Da ich ja keine schwerwiegenden Sünden beging, sondern nur so tat, als ob, machte ich den kläglichen Versuch, mir selbst einzureden, dass es kein Problem sei, ein so übles Verhalten an den Tag zu legen. Aber da irrte ich mich gewaltig! Meine Schauspielerei erreichte einen Punkt, wo ich mir selbst nicht mehr zusehen konnte. Je beliebter ich wurde, desto weniger gefiel mir die Rolle, die ich spielte.

Einmal unterhielten sich zwei meiner Freundinnen über ein sehr nettes, sportliches Mädchen namens Jennifer, das sich nicht davor scheute, für das einzustehen, woran es glaubte. Eine meiner Freundinnen – das schönste, beliebteste und klügste Mädchen der siebten Klasse –, sagte: „Jennifer ist ganz anders. Ich wünschte, ich wäre mutig genug, so für meinen Glauben einzustehen wie sie. Ich kenne sonst niemanden, der so konsequent lebt.“ Ich war fassungslos.

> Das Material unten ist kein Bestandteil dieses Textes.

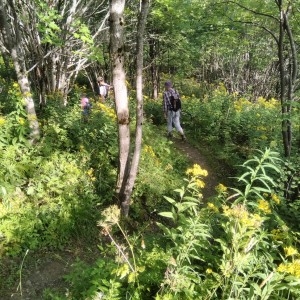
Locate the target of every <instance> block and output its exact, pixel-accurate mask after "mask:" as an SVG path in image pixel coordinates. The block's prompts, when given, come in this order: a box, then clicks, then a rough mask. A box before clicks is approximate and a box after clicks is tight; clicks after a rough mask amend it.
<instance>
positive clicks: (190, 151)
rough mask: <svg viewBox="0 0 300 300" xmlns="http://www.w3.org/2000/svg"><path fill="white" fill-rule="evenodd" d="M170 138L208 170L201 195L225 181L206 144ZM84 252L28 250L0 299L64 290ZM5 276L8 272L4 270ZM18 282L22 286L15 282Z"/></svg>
mask: <svg viewBox="0 0 300 300" xmlns="http://www.w3.org/2000/svg"><path fill="white" fill-rule="evenodd" d="M173 142H174V146H175V147H176V148H177V149H178V150H179V151H180V152H182V153H183V154H184V155H186V156H187V157H188V158H189V160H190V161H191V164H199V165H200V166H201V167H202V168H203V169H206V170H207V171H208V176H207V177H206V178H205V179H204V181H205V183H206V186H205V188H204V190H203V196H204V199H208V198H209V197H212V196H214V195H215V194H216V191H215V187H216V186H217V185H218V184H219V183H224V184H226V182H224V178H226V176H227V175H228V174H227V173H228V172H227V170H226V168H224V166H223V165H222V164H220V163H218V161H216V160H215V159H214V158H213V157H212V155H211V153H209V150H208V149H207V148H205V147H203V148H202V149H200V150H198V149H196V148H195V147H193V146H192V145H191V144H190V143H189V142H183V141H181V140H180V139H176V138H174V139H173ZM227 177H228V176H227ZM225 181H226V180H225ZM79 249H80V250H79ZM96 251H97V250H95V253H96ZM86 254H87V252H86V251H85V250H84V247H83V246H79V247H78V251H75V253H74V249H72V251H60V252H59V253H57V252H55V253H51V252H49V253H45V252H44V253H41V254H40V255H36V254H35V256H34V257H32V258H31V257H30V255H31V253H29V254H28V257H27V258H26V259H25V265H24V269H23V270H22V279H21V278H20V281H19V282H17V283H16V285H15V286H14V287H13V288H12V291H1V288H0V299H1V300H9V299H14V300H39V299H42V298H43V292H44V290H45V289H51V288H54V289H55V290H60V291H61V292H65V291H66V288H67V287H66V283H65V282H64V280H63V276H64V275H65V274H68V272H69V271H70V269H71V266H72V264H73V263H74V261H75V260H76V258H78V257H80V259H81V260H83V261H88V260H89V259H88V258H89V256H90V255H86ZM85 256H87V257H85ZM93 257H94V256H93ZM20 264H21V260H20V262H19V265H18V266H16V268H15V271H16V272H19V271H20V269H19V268H20ZM2 275H3V274H2ZM7 276H8V277H9V276H10V275H9V274H7ZM20 283H21V286H18V285H19V284H20ZM20 287H21V288H20Z"/></svg>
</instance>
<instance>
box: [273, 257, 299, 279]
mask: <svg viewBox="0 0 300 300" xmlns="http://www.w3.org/2000/svg"><path fill="white" fill-rule="evenodd" d="M277 271H278V272H281V273H286V274H291V275H294V276H296V277H298V278H300V259H296V260H295V261H293V262H289V263H282V264H280V265H279V266H278V268H277Z"/></svg>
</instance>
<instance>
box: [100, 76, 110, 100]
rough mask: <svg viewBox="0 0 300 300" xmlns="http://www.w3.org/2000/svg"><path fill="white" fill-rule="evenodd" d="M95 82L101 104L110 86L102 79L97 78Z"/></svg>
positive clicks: (106, 96) (109, 85) (108, 84)
mask: <svg viewBox="0 0 300 300" xmlns="http://www.w3.org/2000/svg"><path fill="white" fill-rule="evenodd" d="M97 81H98V87H99V99H100V101H101V102H102V103H104V102H105V99H106V97H107V95H108V91H109V89H110V88H111V86H110V85H109V84H108V83H106V82H105V81H104V79H103V77H99V78H98V80H97Z"/></svg>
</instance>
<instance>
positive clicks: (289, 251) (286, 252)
mask: <svg viewBox="0 0 300 300" xmlns="http://www.w3.org/2000/svg"><path fill="white" fill-rule="evenodd" d="M283 249H284V253H285V256H286V257H288V256H294V255H297V254H299V253H298V250H297V249H295V248H293V247H291V246H289V247H284V248H283Z"/></svg>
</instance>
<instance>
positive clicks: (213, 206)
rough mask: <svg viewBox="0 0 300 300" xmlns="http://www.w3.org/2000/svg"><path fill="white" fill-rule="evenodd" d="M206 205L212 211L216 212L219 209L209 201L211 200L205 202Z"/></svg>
mask: <svg viewBox="0 0 300 300" xmlns="http://www.w3.org/2000/svg"><path fill="white" fill-rule="evenodd" d="M207 207H208V208H210V209H211V210H212V211H214V212H218V211H219V210H218V208H217V207H216V206H215V205H214V204H213V203H211V202H208V203H207Z"/></svg>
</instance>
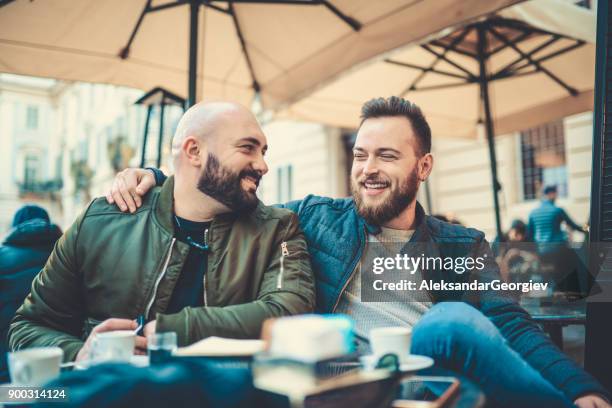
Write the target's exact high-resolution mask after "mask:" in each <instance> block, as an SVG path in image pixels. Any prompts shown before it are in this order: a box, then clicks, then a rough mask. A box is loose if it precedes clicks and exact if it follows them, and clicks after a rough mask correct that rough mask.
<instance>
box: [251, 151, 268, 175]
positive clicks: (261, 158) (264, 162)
mask: <svg viewBox="0 0 612 408" xmlns="http://www.w3.org/2000/svg"><path fill="white" fill-rule="evenodd" d="M253 169H254V170H255V171H257V172H259V173H260V174H261V175H262V176H263V175H264V174H266V173H267V172H268V165H267V164H266V161H265V160H264V157H263V155H262V156H259V158H258V159H257V160H255V162H254V163H253Z"/></svg>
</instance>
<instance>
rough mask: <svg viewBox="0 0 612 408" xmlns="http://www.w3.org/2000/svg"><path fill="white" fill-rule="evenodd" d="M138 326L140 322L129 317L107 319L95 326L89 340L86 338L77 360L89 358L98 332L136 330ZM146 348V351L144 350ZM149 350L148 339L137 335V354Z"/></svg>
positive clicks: (136, 351) (134, 349)
mask: <svg viewBox="0 0 612 408" xmlns="http://www.w3.org/2000/svg"><path fill="white" fill-rule="evenodd" d="M136 327H138V324H137V323H136V321H134V320H129V319H107V320H105V321H103V322H102V323H100V324H99V325H97V326H96V327H94V328H93V330H92V331H91V333H90V334H89V337H87V340H85V344H84V345H83V347H81V350H79V353H78V354H77V356H76V359H75V361H85V360H88V359H89V354H90V352H91V346H92V344H93V339H94V338H95V336H96V335H97V334H98V333H104V332H109V331H115V330H135V329H136ZM143 350H144V351H143ZM146 351H147V339H146V338H144V337H142V336H136V344H135V349H134V353H135V354H146Z"/></svg>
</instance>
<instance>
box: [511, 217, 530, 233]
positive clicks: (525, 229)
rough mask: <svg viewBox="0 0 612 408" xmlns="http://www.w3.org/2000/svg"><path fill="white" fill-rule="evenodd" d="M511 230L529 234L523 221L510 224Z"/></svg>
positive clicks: (516, 220)
mask: <svg viewBox="0 0 612 408" xmlns="http://www.w3.org/2000/svg"><path fill="white" fill-rule="evenodd" d="M510 229H515V230H517V231H518V232H520V233H521V234H523V235H525V234H526V233H527V225H525V223H524V222H523V221H522V220H518V219H517V220H514V221H512V224H510Z"/></svg>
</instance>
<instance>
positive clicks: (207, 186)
mask: <svg viewBox="0 0 612 408" xmlns="http://www.w3.org/2000/svg"><path fill="white" fill-rule="evenodd" d="M245 177H252V178H253V179H255V180H256V182H255V184H259V180H260V179H261V174H260V173H259V172H257V171H256V170H253V169H245V170H242V171H241V172H240V173H236V172H233V171H231V170H230V169H228V168H226V167H223V166H222V165H221V163H219V159H218V158H217V156H215V155H213V154H212V153H209V154H208V158H207V160H206V168H205V169H204V171H203V172H202V175H201V176H200V180H198V190H200V191H201V192H203V193H204V194H206V195H208V196H210V197H212V198H214V199H215V200H217V201H219V202H220V203H222V204H224V205H225V206H227V207H228V208H229V209H230V210H232V211H234V212H238V213H245V212H250V211H253V210H254V209H255V207H257V203H258V200H257V196H256V195H255V193H251V192H249V191H245V190H244V189H243V188H242V184H241V180H242V179H243V178H245Z"/></svg>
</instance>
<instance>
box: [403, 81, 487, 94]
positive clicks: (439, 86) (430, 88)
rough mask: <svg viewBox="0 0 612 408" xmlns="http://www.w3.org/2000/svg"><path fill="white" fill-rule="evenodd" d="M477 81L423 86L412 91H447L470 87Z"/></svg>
mask: <svg viewBox="0 0 612 408" xmlns="http://www.w3.org/2000/svg"><path fill="white" fill-rule="evenodd" d="M475 82H476V80H473V81H472V80H470V81H465V82H457V83H454V84H440V85H429V86H422V87H420V88H416V87H415V88H413V89H411V91H413V92H419V91H434V90H436V89H447V88H456V87H458V86H464V85H470V84H473V83H475ZM406 93H408V91H405V92H404V93H403V94H401V95H402V96H403V95H404V94H406Z"/></svg>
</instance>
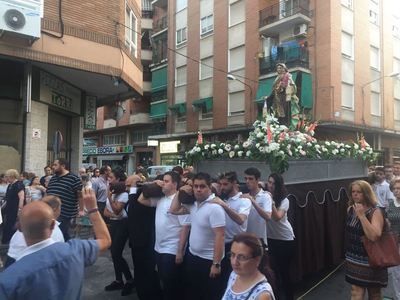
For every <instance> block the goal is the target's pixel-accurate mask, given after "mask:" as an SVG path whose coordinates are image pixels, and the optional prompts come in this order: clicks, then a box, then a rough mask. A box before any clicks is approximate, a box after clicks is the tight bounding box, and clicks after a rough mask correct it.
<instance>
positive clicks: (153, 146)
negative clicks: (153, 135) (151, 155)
mask: <svg viewBox="0 0 400 300" xmlns="http://www.w3.org/2000/svg"><path fill="white" fill-rule="evenodd" d="M147 146H149V147H157V146H158V141H157V140H147Z"/></svg>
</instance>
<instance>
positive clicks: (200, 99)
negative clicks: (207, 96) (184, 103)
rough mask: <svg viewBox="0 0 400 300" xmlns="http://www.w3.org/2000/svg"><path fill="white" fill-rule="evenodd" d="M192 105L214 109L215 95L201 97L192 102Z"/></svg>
mask: <svg viewBox="0 0 400 300" xmlns="http://www.w3.org/2000/svg"><path fill="white" fill-rule="evenodd" d="M192 105H193V106H195V107H203V106H205V107H206V110H208V111H209V110H212V107H213V97H207V98H201V99H197V100H194V101H193V102H192Z"/></svg>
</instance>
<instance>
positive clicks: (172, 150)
mask: <svg viewBox="0 0 400 300" xmlns="http://www.w3.org/2000/svg"><path fill="white" fill-rule="evenodd" d="M179 144H180V141H169V142H160V153H161V154H163V153H176V152H178V145H179Z"/></svg>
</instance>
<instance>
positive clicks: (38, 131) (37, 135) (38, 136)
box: [32, 128, 42, 139]
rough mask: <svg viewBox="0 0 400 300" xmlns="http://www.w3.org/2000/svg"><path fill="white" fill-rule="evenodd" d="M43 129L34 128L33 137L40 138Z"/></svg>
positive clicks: (32, 132) (33, 131)
mask: <svg viewBox="0 0 400 300" xmlns="http://www.w3.org/2000/svg"><path fill="white" fill-rule="evenodd" d="M41 133H42V131H41V130H40V129H38V128H32V138H34V139H40V136H41Z"/></svg>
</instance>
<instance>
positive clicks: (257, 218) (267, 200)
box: [242, 167, 272, 246]
mask: <svg viewBox="0 0 400 300" xmlns="http://www.w3.org/2000/svg"><path fill="white" fill-rule="evenodd" d="M260 177H261V173H260V170H258V169H257V168H253V167H251V168H248V169H246V170H245V171H244V179H245V180H246V186H247V188H248V189H249V194H244V195H242V196H244V197H246V198H248V199H250V200H251V204H252V207H251V210H250V214H249V217H248V221H247V232H249V233H254V234H255V235H257V236H258V237H259V238H260V240H261V242H262V243H263V245H264V246H265V245H266V244H267V224H266V222H267V221H269V220H270V219H271V213H272V198H271V196H270V194H269V193H268V192H266V191H263V190H262V189H261V188H260V187H259V185H258V181H259V179H260Z"/></svg>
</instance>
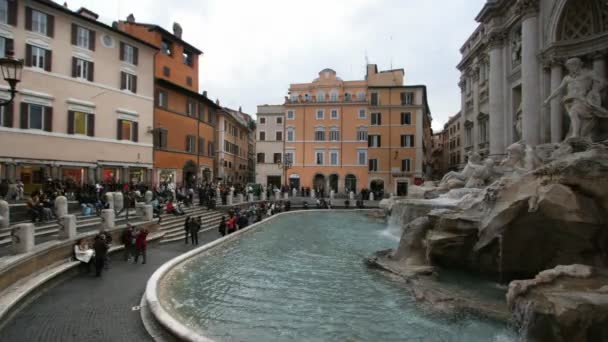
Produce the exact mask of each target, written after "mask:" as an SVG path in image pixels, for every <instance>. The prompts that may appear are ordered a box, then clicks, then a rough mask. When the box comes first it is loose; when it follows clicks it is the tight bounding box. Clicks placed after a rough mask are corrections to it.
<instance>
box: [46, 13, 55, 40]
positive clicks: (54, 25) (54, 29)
mask: <svg viewBox="0 0 608 342" xmlns="http://www.w3.org/2000/svg"><path fill="white" fill-rule="evenodd" d="M46 35H47V36H49V37H51V38H53V37H54V36H55V17H54V16H52V15H50V14H47V15H46Z"/></svg>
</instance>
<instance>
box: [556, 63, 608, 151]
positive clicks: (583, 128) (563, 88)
mask: <svg viewBox="0 0 608 342" xmlns="http://www.w3.org/2000/svg"><path fill="white" fill-rule="evenodd" d="M566 68H567V69H568V75H567V76H566V77H565V78H564V79H563V81H562V84H561V85H560V86H559V87H558V88H557V89H556V90H555V91H554V92H553V93H552V94H551V95H550V96H549V97H548V98H547V100H545V103H544V104H545V105H548V104H549V103H550V101H551V100H552V99H554V98H556V97H557V96H559V95H561V94H562V92H563V91H564V89H566V90H567V94H566V95H565V96H564V97H563V98H562V102H563V103H564V107H565V108H566V112H567V113H568V116H569V117H570V131H569V133H568V137H567V138H583V139H586V140H591V139H592V135H593V129H594V128H595V127H596V126H597V125H598V122H597V119H598V118H608V110H606V109H604V108H602V103H601V95H600V93H601V91H602V89H604V88H605V87H606V81H605V80H604V79H603V78H602V77H600V76H599V75H597V74H596V73H595V72H593V71H592V70H588V69H585V68H583V62H582V61H581V60H580V59H579V58H571V59H569V60H568V61H566Z"/></svg>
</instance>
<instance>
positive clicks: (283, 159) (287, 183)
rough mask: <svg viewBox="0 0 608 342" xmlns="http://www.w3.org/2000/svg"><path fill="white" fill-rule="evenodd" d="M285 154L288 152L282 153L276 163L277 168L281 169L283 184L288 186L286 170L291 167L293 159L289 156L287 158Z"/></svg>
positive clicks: (290, 168) (289, 168)
mask: <svg viewBox="0 0 608 342" xmlns="http://www.w3.org/2000/svg"><path fill="white" fill-rule="evenodd" d="M287 156H288V154H287V153H284V154H283V158H282V159H281V160H280V161H279V162H278V163H277V165H278V166H279V169H282V170H283V179H284V180H285V186H287V187H289V184H288V183H287V170H289V169H291V167H292V165H293V161H292V160H291V158H287Z"/></svg>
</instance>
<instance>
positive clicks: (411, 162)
mask: <svg viewBox="0 0 608 342" xmlns="http://www.w3.org/2000/svg"><path fill="white" fill-rule="evenodd" d="M411 166H412V160H411V159H403V160H401V172H410V171H411Z"/></svg>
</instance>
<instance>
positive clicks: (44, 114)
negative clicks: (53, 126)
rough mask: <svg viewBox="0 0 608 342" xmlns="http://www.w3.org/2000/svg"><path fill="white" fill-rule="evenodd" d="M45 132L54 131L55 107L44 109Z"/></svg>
mask: <svg viewBox="0 0 608 342" xmlns="http://www.w3.org/2000/svg"><path fill="white" fill-rule="evenodd" d="M44 130H45V131H47V132H52V131H53V107H44Z"/></svg>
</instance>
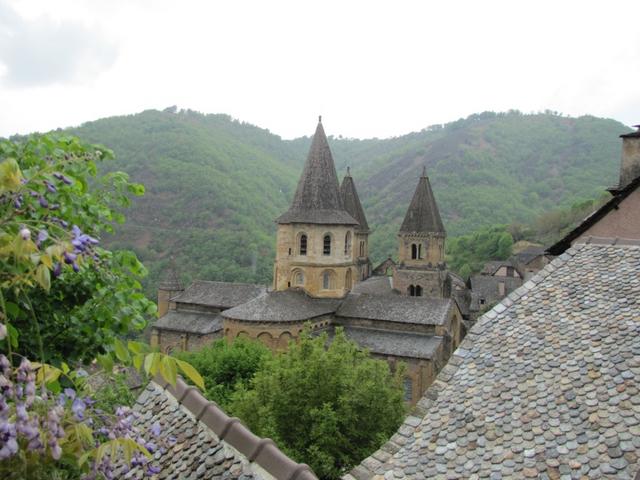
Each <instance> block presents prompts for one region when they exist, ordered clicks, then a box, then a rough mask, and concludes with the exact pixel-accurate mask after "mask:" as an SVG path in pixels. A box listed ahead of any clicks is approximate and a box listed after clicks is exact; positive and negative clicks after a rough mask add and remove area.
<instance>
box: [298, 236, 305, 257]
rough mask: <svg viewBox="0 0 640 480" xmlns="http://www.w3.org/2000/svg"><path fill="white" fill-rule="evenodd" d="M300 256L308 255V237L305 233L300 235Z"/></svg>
mask: <svg viewBox="0 0 640 480" xmlns="http://www.w3.org/2000/svg"><path fill="white" fill-rule="evenodd" d="M299 251H300V255H306V254H307V236H306V235H305V234H304V233H303V234H302V235H300V250H299Z"/></svg>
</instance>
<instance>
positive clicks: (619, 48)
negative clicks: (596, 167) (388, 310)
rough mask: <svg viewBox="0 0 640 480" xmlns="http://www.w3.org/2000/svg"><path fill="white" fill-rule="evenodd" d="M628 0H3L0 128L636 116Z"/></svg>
mask: <svg viewBox="0 0 640 480" xmlns="http://www.w3.org/2000/svg"><path fill="white" fill-rule="evenodd" d="M638 10H639V7H638V5H637V2H632V1H624V0H620V1H617V2H603V1H589V0H582V1H572V0H563V1H559V0H554V1H544V0H543V1H536V2H533V1H516V0H510V1H506V0H505V1H492V0H483V1H477V0H476V1H452V0H446V1H445V0H441V1H437V2H436V1H427V0H423V1H403V0H396V1H387V2H379V1H375V0H368V1H357V0H350V1H345V0H342V1H335V2H334V1H330V0H324V1H322V2H317V1H316V2H309V1H305V0H297V1H291V2H288V1H278V0H269V1H264V0H262V1H244V0H234V1H224V2H223V1H191V0H180V1H176V0H174V1H164V0H56V1H52V0H0V136H8V135H12V134H15V133H29V132H33V131H47V130H51V129H55V128H59V127H67V126H76V125H79V124H81V123H83V122H86V121H91V120H96V119H98V118H103V117H108V116H113V115H127V114H133V113H137V112H140V111H142V110H146V109H152V108H155V109H164V108H166V107H169V106H172V105H177V106H178V107H179V108H189V109H192V110H197V111H200V112H203V113H226V114H229V115H231V116H232V117H234V118H237V119H239V120H242V121H246V122H250V123H253V124H255V125H258V126H260V127H263V128H267V129H269V130H270V131H271V132H273V133H275V134H278V135H280V136H282V137H283V138H294V137H299V136H302V135H311V134H312V133H313V131H314V127H315V123H316V121H317V116H318V115H322V116H323V123H324V126H325V130H326V131H327V133H328V134H332V135H336V136H337V135H342V136H345V137H355V138H369V137H380V138H384V137H391V136H398V135H402V134H405V133H409V132H411V131H416V130H421V129H423V128H425V127H427V126H429V125H433V124H440V123H446V122H450V121H454V120H457V119H458V118H461V117H466V116H468V115H470V114H473V113H478V112H482V111H486V110H493V111H506V110H509V109H518V110H521V111H523V112H527V113H528V112H538V111H543V110H552V111H557V112H561V113H563V114H565V115H571V116H579V115H585V114H590V115H596V116H600V117H608V118H614V119H616V120H619V121H621V122H623V123H625V124H627V125H635V124H637V123H640V87H639V86H640V28H638V26H637V25H638V24H637V16H638V15H637V13H638Z"/></svg>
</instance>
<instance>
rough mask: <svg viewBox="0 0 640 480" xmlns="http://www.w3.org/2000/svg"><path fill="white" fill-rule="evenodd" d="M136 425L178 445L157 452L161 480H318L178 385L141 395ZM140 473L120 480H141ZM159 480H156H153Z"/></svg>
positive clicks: (184, 384)
mask: <svg viewBox="0 0 640 480" xmlns="http://www.w3.org/2000/svg"><path fill="white" fill-rule="evenodd" d="M134 410H136V411H138V412H139V413H140V414H141V415H140V416H139V417H138V418H137V419H136V420H134V425H136V426H137V427H139V428H141V429H142V430H143V431H150V430H151V426H152V425H154V424H155V423H156V422H157V423H159V424H160V427H161V435H162V438H169V437H174V438H175V439H176V443H175V445H174V446H173V447H172V448H169V449H168V450H167V452H166V453H160V451H157V452H156V454H155V455H154V462H153V463H154V464H156V465H159V466H160V467H161V469H162V470H161V472H160V474H158V476H157V477H158V478H198V479H216V480H217V479H220V480H221V479H238V480H239V479H243V480H262V479H264V480H267V479H268V480H273V479H281V478H286V479H291V480H293V479H296V480H317V478H316V476H315V475H314V474H313V472H312V471H311V469H310V468H309V467H308V466H306V465H304V464H298V463H296V462H294V461H293V460H291V459H290V458H288V457H287V456H286V455H285V454H284V453H282V452H281V451H280V450H279V449H278V447H277V446H276V445H275V444H274V443H273V441H271V440H269V439H263V438H260V437H257V436H256V435H254V434H253V433H251V432H250V431H249V430H248V429H247V428H246V427H245V426H243V425H242V424H241V423H240V422H239V421H238V420H237V419H233V418H229V417H228V416H227V415H226V414H225V413H224V412H223V411H222V410H220V408H219V407H218V406H217V405H215V404H214V403H211V402H209V401H207V400H206V399H205V398H204V397H203V396H202V394H201V393H200V392H199V391H198V390H197V389H196V388H195V387H189V386H187V385H186V384H185V383H184V382H183V381H182V380H181V379H178V381H177V384H176V387H175V388H174V387H171V386H170V385H167V384H166V382H160V381H159V383H154V382H151V383H150V384H149V386H148V387H147V388H146V389H145V390H144V391H143V392H142V393H141V394H140V396H139V397H138V399H137V401H136V404H135V406H134ZM142 473H143V472H142V471H141V469H140V467H135V468H133V469H132V470H131V471H129V472H128V473H126V474H125V473H124V472H122V471H121V472H116V478H142ZM154 478H155V477H154Z"/></svg>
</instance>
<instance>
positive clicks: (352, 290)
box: [351, 275, 393, 295]
mask: <svg viewBox="0 0 640 480" xmlns="http://www.w3.org/2000/svg"><path fill="white" fill-rule="evenodd" d="M392 283H393V277H387V276H386V275H384V276H382V275H380V276H376V277H369V278H367V279H366V280H363V281H362V282H358V283H356V284H355V285H354V287H353V289H352V290H351V291H352V292H353V293H367V294H369V295H387V294H391V293H392V292H393V285H392Z"/></svg>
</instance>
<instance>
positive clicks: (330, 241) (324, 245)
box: [322, 234, 331, 255]
mask: <svg viewBox="0 0 640 480" xmlns="http://www.w3.org/2000/svg"><path fill="white" fill-rule="evenodd" d="M322 254H323V255H331V235H329V234H327V235H325V236H324V239H323V241H322Z"/></svg>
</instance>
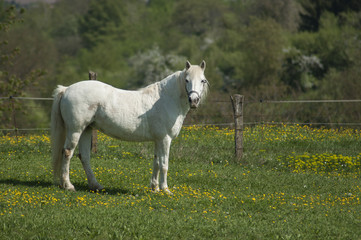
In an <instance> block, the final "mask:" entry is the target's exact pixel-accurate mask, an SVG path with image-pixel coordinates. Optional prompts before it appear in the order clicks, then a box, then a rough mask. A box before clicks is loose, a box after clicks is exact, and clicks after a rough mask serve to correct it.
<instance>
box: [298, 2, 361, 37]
mask: <svg viewBox="0 0 361 240" xmlns="http://www.w3.org/2000/svg"><path fill="white" fill-rule="evenodd" d="M300 4H301V6H302V8H303V11H302V12H301V14H300V16H301V24H300V30H301V31H313V32H315V31H318V29H319V27H320V19H321V16H322V14H323V13H324V12H326V11H327V12H331V13H333V14H334V15H336V16H338V15H340V14H341V13H343V12H349V11H354V12H358V11H360V10H361V1H359V0H346V1H345V0H301V1H300Z"/></svg>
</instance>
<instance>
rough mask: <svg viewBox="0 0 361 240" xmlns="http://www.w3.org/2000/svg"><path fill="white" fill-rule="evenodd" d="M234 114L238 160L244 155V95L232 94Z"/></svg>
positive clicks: (237, 157)
mask: <svg viewBox="0 0 361 240" xmlns="http://www.w3.org/2000/svg"><path fill="white" fill-rule="evenodd" d="M231 100H232V106H233V116H234V142H235V156H236V160H237V161H240V160H241V159H242V156H243V102H244V96H242V95H239V94H235V95H233V97H232V96H231Z"/></svg>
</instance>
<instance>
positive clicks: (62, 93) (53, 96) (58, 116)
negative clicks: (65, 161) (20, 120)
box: [50, 85, 66, 184]
mask: <svg viewBox="0 0 361 240" xmlns="http://www.w3.org/2000/svg"><path fill="white" fill-rule="evenodd" d="M65 90H66V87H64V86H60V85H59V86H58V87H57V88H56V89H55V90H54V92H53V97H54V101H53V106H52V109H51V128H50V129H51V150H52V160H53V174H54V181H55V183H56V184H58V181H59V178H60V173H61V165H62V164H61V163H62V159H63V147H64V143H65V125H64V120H63V118H62V116H61V112H60V101H61V99H62V97H63V95H64V92H65Z"/></svg>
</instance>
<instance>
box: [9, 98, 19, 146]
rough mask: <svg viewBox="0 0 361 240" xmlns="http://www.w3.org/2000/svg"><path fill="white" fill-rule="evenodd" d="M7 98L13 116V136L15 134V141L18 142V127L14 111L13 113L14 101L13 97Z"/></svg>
mask: <svg viewBox="0 0 361 240" xmlns="http://www.w3.org/2000/svg"><path fill="white" fill-rule="evenodd" d="M9 100H10V101H11V114H12V117H13V124H14V131H15V136H16V142H19V138H18V127H17V125H16V113H15V102H14V97H13V96H10V97H9Z"/></svg>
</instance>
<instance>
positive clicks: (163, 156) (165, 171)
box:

„Wie konnte sie so etwas sagen, ohne mich auch nur zu erwähnen?“, fragte ich mich. „Schließlich hat meine Kirche sehr wohl hohe Grundsätze!“ Ich war wütend, dass sie mich nicht einmal ansatzweise als gutes Vorbild betrachtete. Doch plötzlich kam es mir vor, als säße ich in der ersten Reihe im Kino und sähe einen Film über mein Leben.

Ich dachte darüber nach, was für ein schlechtes Beispiel ich meinen Freundinnen gegeben hatte. Wer sollte sich wünschen, so mutig und einzigartig zu sein wie ich, wenn er mein Verhalten sah? Mir gefiel überhaupt nicht, was aus mir geworden war.

Meinen Charakter und meinen Ruf zu ändern war ein langwieriges Unterfangen. Ich muss mich immer noch anstrengen, den Mund zu halten, anstatt mit einer Beleidigung herauszuplatzen, die bei der Masse gut ankommt. Aber ich habe festgestellt, dass ich meine Freunde zum Lachen bringen kann, ohne die Gefühle anderer zu verletzen, und dass ich das Zimmer verlassen kann, wenn geschmacklose Witze gemacht werden, ohne dafür Spott zu ernten. Niemand muss den „Schurken“ mimen, um viele Freunde zu gewinnen. Ich habe meine Einstellung und mein Verhalten geändert, weil ich es inzwischen viel cooler finde, zu meinen Überzeugungen zu stehen, als zu verbergen, wer ich wirklich bin.